Support Trusted Types from DOM lib about tsec HOT 22 CLOSED

@tosmolka We were indeed talking about union types. The new behavior is that, if tsec found the definition of Trusted Types is ambient, union types like string|TrustedScriptURL are not longer acceptable at the sinks, since that may cause problems. For consistency, the following case will be flagged as well:

declare const trustedScriptUrl: string | TrustedScriptURL;
script.src = trustedScriptUrl as string;

On unit tests: we do have them internally, but for some reason we don't export the test code to github.

from tsec.

Thanks for reporting this. Due to internal issues, tsec can't accept external contributions (as stated in our CONTRIBUTING.md). I will patch this internally and release a new version.

from tsec.

Could you provide some details about your setup? Did you swap out the original lib.dom.d.ts and use an updated one?

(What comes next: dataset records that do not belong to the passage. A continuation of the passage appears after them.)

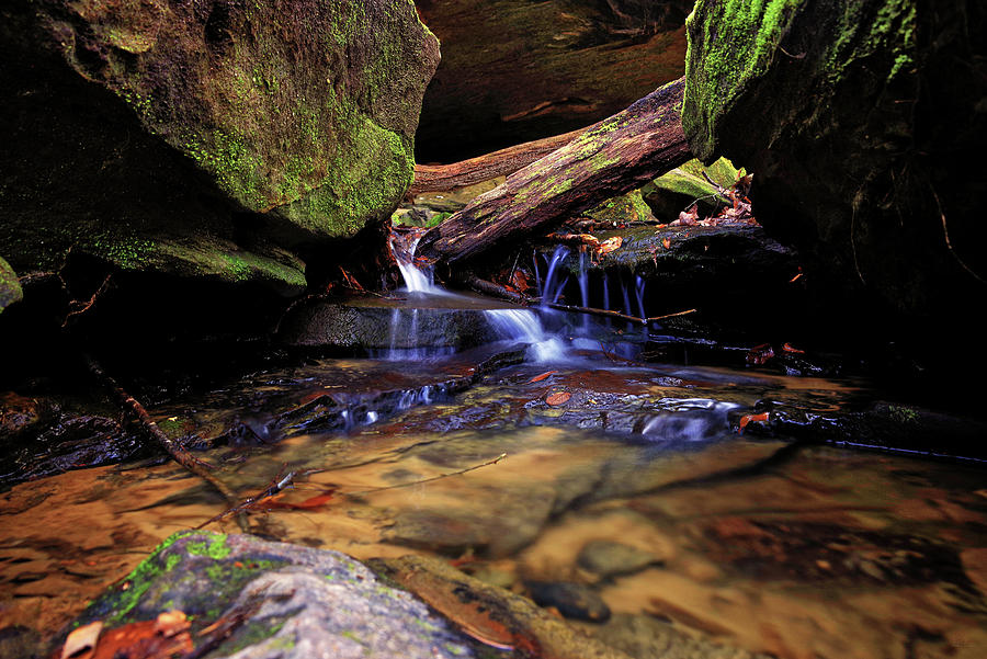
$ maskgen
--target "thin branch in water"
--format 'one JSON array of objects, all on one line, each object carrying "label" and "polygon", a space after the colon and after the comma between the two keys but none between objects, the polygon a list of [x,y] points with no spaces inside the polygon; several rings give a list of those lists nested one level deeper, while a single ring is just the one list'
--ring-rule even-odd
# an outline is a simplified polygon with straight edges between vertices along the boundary
[{"label": "thin branch in water", "polygon": [[439,476],[432,476],[431,478],[423,478],[421,480],[412,480],[411,482],[401,482],[398,485],[386,485],[384,487],[372,488],[372,489],[362,490],[359,492],[347,492],[345,496],[347,497],[362,497],[364,495],[383,492],[385,490],[396,490],[398,488],[411,487],[413,485],[424,485],[426,482],[434,482],[436,480],[442,480],[443,478],[450,478],[452,476],[461,476],[463,474],[468,474],[469,471],[475,471],[483,467],[489,467],[490,465],[496,465],[497,463],[499,463],[500,461],[502,461],[506,457],[507,457],[507,453],[501,453],[494,459],[488,459],[485,463],[481,463],[479,465],[473,465],[472,467],[466,467],[465,469],[460,469],[458,471],[450,471],[449,474],[440,474]]},{"label": "thin branch in water", "polygon": [[[150,418],[150,414],[147,413],[147,410],[144,409],[144,406],[140,405],[136,398],[127,394],[127,391],[121,387],[113,377],[110,376],[103,367],[90,355],[83,355],[83,360],[86,361],[86,365],[89,367],[89,372],[92,373],[97,379],[103,382],[103,384],[113,391],[113,395],[116,397],[117,405],[127,412],[133,416],[140,427],[144,429],[147,434],[154,439],[158,445],[164,450],[168,455],[171,456],[174,462],[186,468],[192,474],[195,474],[209,485],[212,485],[216,490],[219,491],[220,495],[230,503],[230,505],[236,505],[238,498],[237,495],[227,486],[225,482],[216,478],[213,474],[209,473],[209,467],[203,461],[193,457],[184,446],[182,446],[179,442],[175,442],[167,434],[164,434],[158,424],[155,423],[154,419]],[[245,518],[238,515],[237,522],[240,524],[240,529],[245,532],[248,531],[247,521]]]},{"label": "thin branch in water", "polygon": [[292,487],[294,487],[295,476],[296,473],[294,470],[287,470],[287,465],[282,465],[281,470],[277,471],[277,475],[273,478],[273,480],[271,480],[266,488],[264,488],[253,497],[247,497],[241,502],[237,503],[236,505],[231,505],[230,508],[220,512],[218,515],[209,518],[208,520],[196,526],[195,530],[198,531],[200,529],[208,526],[213,522],[222,520],[223,518],[231,514],[237,514],[239,516],[241,513],[246,513],[247,510],[253,508],[261,501],[280,495],[286,489],[291,489]]}]

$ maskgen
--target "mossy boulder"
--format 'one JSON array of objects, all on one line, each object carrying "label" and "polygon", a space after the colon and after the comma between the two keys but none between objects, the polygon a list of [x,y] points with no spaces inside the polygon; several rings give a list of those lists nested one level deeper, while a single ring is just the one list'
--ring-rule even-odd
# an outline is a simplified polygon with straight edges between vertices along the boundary
[{"label": "mossy boulder", "polygon": [[175,610],[211,657],[475,656],[450,623],[344,554],[208,532],[172,535],[73,626],[100,621],[105,634]]},{"label": "mossy boulder", "polygon": [[985,29],[973,0],[704,1],[687,26],[696,156],[755,172],[758,220],[840,318],[928,348],[976,339],[987,291]]},{"label": "mossy boulder", "polygon": [[23,299],[23,297],[24,292],[21,291],[18,273],[3,260],[3,257],[0,257],[0,314],[10,305]]},{"label": "mossy boulder", "polygon": [[15,0],[0,10],[0,249],[305,285],[390,216],[438,42],[410,0]]}]

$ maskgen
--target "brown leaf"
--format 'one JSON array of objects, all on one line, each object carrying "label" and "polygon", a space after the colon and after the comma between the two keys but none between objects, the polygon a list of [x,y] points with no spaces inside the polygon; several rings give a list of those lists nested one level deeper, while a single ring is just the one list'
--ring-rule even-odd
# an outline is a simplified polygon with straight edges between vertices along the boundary
[{"label": "brown leaf", "polygon": [[755,345],[747,353],[747,363],[752,366],[760,366],[761,364],[765,364],[768,360],[774,356],[774,350],[771,349],[770,343],[761,343],[760,345]]},{"label": "brown leaf", "polygon": [[613,238],[604,240],[603,242],[600,243],[600,249],[599,249],[600,254],[601,255],[609,254],[613,250],[620,249],[620,247],[621,247],[621,245],[623,245],[623,242],[624,242],[624,239],[621,238],[620,236],[614,236]]},{"label": "brown leaf", "polygon": [[569,398],[571,398],[571,396],[572,395],[569,394],[568,391],[556,391],[554,394],[549,394],[548,397],[545,399],[545,402],[547,402],[548,405],[552,405],[552,406],[561,405],[561,404],[568,401]]},{"label": "brown leaf", "polygon": [[532,377],[530,380],[527,380],[527,384],[531,384],[533,382],[542,382],[543,379],[546,379],[549,375],[555,375],[556,373],[558,373],[558,371],[546,371],[545,373],[543,373],[541,375],[535,375],[534,377]]},{"label": "brown leaf", "polygon": [[102,630],[103,623],[101,621],[72,629],[61,647],[61,659],[69,659],[69,657],[72,659],[89,659],[92,657]]},{"label": "brown leaf", "polygon": [[762,412],[760,414],[744,414],[740,417],[740,432],[744,432],[744,429],[747,428],[747,424],[757,421],[758,423],[768,423],[768,412]]}]

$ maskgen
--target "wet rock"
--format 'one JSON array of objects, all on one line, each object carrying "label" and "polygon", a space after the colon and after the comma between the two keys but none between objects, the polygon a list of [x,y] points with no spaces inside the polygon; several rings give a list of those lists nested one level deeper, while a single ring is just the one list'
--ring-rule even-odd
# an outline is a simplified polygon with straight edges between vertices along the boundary
[{"label": "wet rock", "polygon": [[627,659],[531,600],[418,556],[371,561],[430,606],[489,645],[546,659]]},{"label": "wet rock", "polygon": [[828,289],[836,331],[853,318],[961,377],[984,360],[985,27],[968,0],[706,2],[688,26],[693,152],[755,172],[758,220]]},{"label": "wet rock", "polygon": [[[30,420],[29,420],[30,421]],[[3,438],[0,438],[3,439]],[[147,457],[154,448],[106,417],[45,413],[3,442],[0,484],[13,485],[69,469]]]},{"label": "wet rock", "polygon": [[410,2],[4,4],[0,252],[306,284],[394,211],[435,37]]},{"label": "wet rock", "polygon": [[680,0],[417,5],[442,42],[416,138],[419,162],[462,160],[623,110],[682,75],[681,29],[692,10]]},{"label": "wet rock", "polygon": [[983,420],[889,401],[847,401],[835,408],[810,400],[759,400],[767,418],[751,427],[762,435],[954,457],[987,457]]},{"label": "wet rock", "polygon": [[0,314],[10,305],[23,299],[23,297],[24,292],[21,289],[21,283],[18,281],[18,273],[3,260],[3,257],[0,257]]},{"label": "wet rock", "polygon": [[588,630],[598,639],[637,659],[768,659],[769,655],[713,643],[687,634],[650,615],[619,613],[604,625]]},{"label": "wet rock", "polygon": [[475,656],[449,623],[348,556],[246,535],[172,536],[77,622],[110,629],[170,610],[192,620],[211,656]]},{"label": "wet rock", "polygon": [[460,556],[466,550],[489,558],[511,556],[531,544],[548,522],[555,489],[531,484],[525,489],[490,492],[496,504],[402,510],[384,533],[393,544]]},{"label": "wet rock", "polygon": [[279,340],[285,345],[306,348],[457,351],[497,340],[484,316],[485,308],[497,306],[492,300],[480,303],[465,297],[458,305],[421,297],[315,300],[295,307],[284,318]]},{"label": "wet rock", "polygon": [[553,607],[568,618],[591,623],[610,618],[610,606],[588,586],[552,581],[525,581],[525,586],[535,604]]},{"label": "wet rock", "polygon": [[633,575],[659,563],[650,552],[613,541],[592,541],[583,545],[576,557],[579,567],[603,579]]}]

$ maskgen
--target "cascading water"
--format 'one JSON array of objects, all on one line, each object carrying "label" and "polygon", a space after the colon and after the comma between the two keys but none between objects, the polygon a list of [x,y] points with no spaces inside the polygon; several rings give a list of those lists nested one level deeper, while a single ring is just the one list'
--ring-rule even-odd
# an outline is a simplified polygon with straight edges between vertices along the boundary
[{"label": "cascading water", "polygon": [[[413,237],[407,246],[399,245],[396,238],[397,236],[392,239],[392,251],[405,280],[405,289],[408,293],[413,296],[462,297],[436,285],[431,270],[422,270],[411,261],[410,254],[415,253],[419,237]],[[565,283],[563,283],[564,285]],[[558,295],[561,295],[561,286],[559,286]],[[434,349],[397,348],[396,340],[401,315],[408,313],[411,314],[409,339],[412,344],[416,342],[419,309],[415,307],[409,309],[396,308],[390,320],[390,350],[385,357],[388,360],[420,360],[427,356],[435,356],[436,354],[447,354],[447,351],[436,353]],[[527,343],[530,345],[527,350],[530,360],[546,362],[560,360],[565,356],[565,344],[563,341],[558,337],[547,334],[537,314],[531,309],[485,309],[483,314],[490,327],[502,339]]]}]

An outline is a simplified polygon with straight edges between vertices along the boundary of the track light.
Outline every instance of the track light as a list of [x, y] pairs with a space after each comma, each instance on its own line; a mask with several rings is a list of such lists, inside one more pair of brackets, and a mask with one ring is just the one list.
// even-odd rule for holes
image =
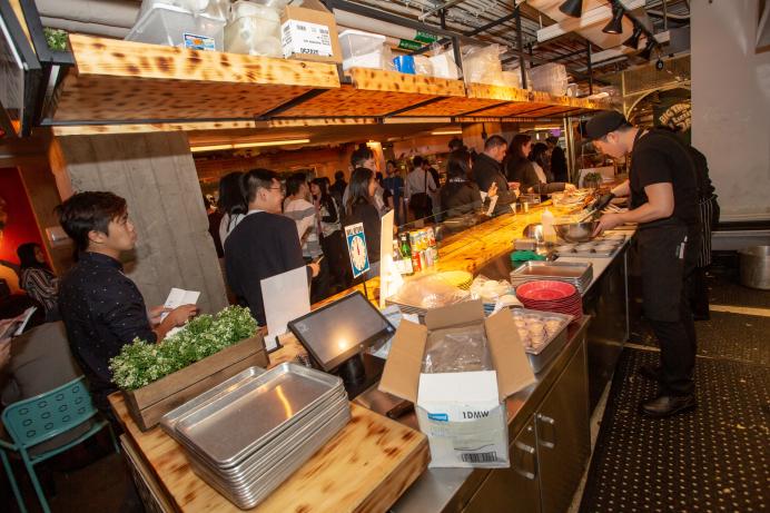
[[583, 13], [583, 0], [566, 0], [559, 6], [559, 10], [572, 18], [580, 18]]
[[612, 6], [612, 19], [602, 29], [604, 33], [623, 33], [623, 16], [625, 14], [625, 9], [620, 3]]
[[624, 47], [629, 47], [633, 50], [636, 50], [639, 48], [639, 38], [642, 36], [642, 28], [638, 24], [633, 26], [633, 33], [629, 39], [623, 41]]
[[641, 57], [644, 60], [650, 60], [650, 57], [652, 56], [652, 49], [658, 46], [658, 42], [653, 39], [650, 39], [646, 42], [646, 46], [644, 47], [644, 50], [639, 52], [639, 57]]

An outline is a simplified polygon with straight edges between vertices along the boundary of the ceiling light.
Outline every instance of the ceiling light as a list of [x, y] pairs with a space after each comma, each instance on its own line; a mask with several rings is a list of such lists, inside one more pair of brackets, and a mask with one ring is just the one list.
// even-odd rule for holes
[[604, 33], [623, 33], [623, 16], [625, 14], [625, 9], [620, 3], [612, 6], [612, 19], [602, 29]]
[[191, 146], [190, 151], [216, 151], [218, 149], [233, 149], [233, 145], [213, 145], [213, 146]]
[[287, 146], [287, 145], [304, 145], [309, 142], [310, 139], [285, 139], [285, 140], [263, 140], [259, 142], [239, 142], [233, 145], [233, 148], [258, 148], [263, 146]]
[[650, 57], [652, 56], [652, 49], [655, 48], [655, 45], [658, 45], [654, 40], [649, 40], [646, 42], [646, 46], [644, 47], [644, 50], [639, 52], [639, 57], [641, 57], [644, 60], [650, 60]]
[[583, 0], [566, 0], [559, 6], [559, 10], [572, 18], [580, 18], [583, 13]]
[[639, 38], [641, 36], [642, 36], [642, 28], [638, 24], [634, 24], [633, 33], [631, 34], [631, 37], [629, 39], [623, 41], [623, 46], [636, 50], [639, 47]]

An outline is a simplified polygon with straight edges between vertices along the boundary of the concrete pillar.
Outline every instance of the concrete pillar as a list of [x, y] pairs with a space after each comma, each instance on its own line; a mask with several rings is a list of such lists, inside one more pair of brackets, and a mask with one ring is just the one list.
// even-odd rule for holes
[[161, 305], [171, 287], [200, 290], [203, 312], [227, 306], [184, 134], [58, 137], [49, 157], [62, 199], [108, 190], [128, 201], [139, 239], [124, 265], [148, 306]]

Or is the updated lib.dom.d.ts released as an npm package?

from tsec.

@uraj , I ended up patching lib.dom.d.ts in my local setup, I pushed patch to 27256dc as a reference.

from tsec.

@uraj , do you have enough info to investigate this further? Any updates? Thanks.

from tsec.

@tosmolka Sorry we're currently working on adding ESLint support. It should be done by the end of this week. After that I will add support for TT in DOM lib.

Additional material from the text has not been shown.